The above rule is applicable only where there is an employer-employee relationship,
although it is not necessary that the employer be engaged in business or industry. Whether or not
engaged in any business or industry, the employer under Article 2180 is liable for torts
committed by his employees within the scope of their assigned tasks. But, it is necessary first to
establish the employment relationship. Once this is done, the plaintiff must show, to hold the
employer liable, that the employee was acting within the scope of his assigned task when the tort
complained of was committed. It is only then that the defendant, as employer, may find it
necessary to interpose the defense of due diligence in the selection and supervision of
employees. The diligence of a good father of a family required to be observed by employers to
prevent damages under Article 2180 refers to due diligence in the selection and supervision of
employees in order to protect the public.

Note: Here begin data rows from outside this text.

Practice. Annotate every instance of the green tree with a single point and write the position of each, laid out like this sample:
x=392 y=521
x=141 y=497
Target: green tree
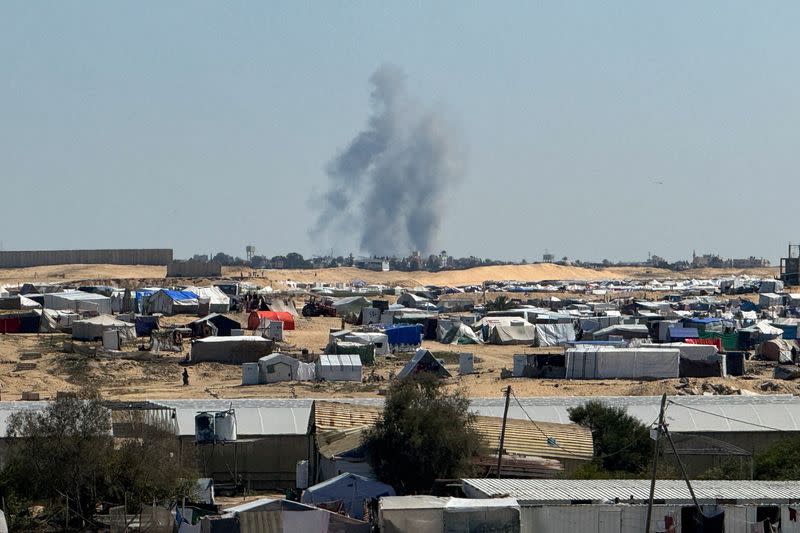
x=780 y=462
x=622 y=444
x=425 y=433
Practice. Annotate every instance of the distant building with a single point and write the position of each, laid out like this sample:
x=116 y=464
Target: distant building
x=378 y=265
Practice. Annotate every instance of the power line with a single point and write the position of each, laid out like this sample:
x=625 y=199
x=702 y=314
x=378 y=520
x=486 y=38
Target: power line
x=729 y=418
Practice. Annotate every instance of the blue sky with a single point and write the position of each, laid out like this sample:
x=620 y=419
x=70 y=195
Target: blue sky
x=591 y=129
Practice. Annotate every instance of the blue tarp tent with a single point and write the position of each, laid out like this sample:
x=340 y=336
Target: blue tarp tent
x=404 y=334
x=350 y=489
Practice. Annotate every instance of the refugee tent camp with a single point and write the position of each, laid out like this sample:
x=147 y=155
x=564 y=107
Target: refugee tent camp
x=92 y=328
x=554 y=334
x=168 y=302
x=78 y=301
x=339 y=367
x=214 y=324
x=423 y=361
x=234 y=350
x=218 y=301
x=255 y=318
x=351 y=305
x=604 y=362
x=351 y=490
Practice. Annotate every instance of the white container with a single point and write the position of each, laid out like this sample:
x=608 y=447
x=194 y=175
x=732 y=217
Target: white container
x=250 y=374
x=466 y=363
x=225 y=426
x=301 y=474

With the allegation and subsequent proof of negligence against the defendant driver and
of an employer-employee relation between him and his co-defendant MMTC, it is undoubtedly
based on aquasi-delict under Article 2180. CA was then correct in ruling that "due diligence in
the selection and supervision of employee (is) not proved by mere testimonies to the effect that
its applicant has complied with all the company requirements before one is admitted as an
employee but without proof thereof."
Hence, MMTC fell short of the required evidentiary quantum as would convincingly
and undoubtedly prove its diligence.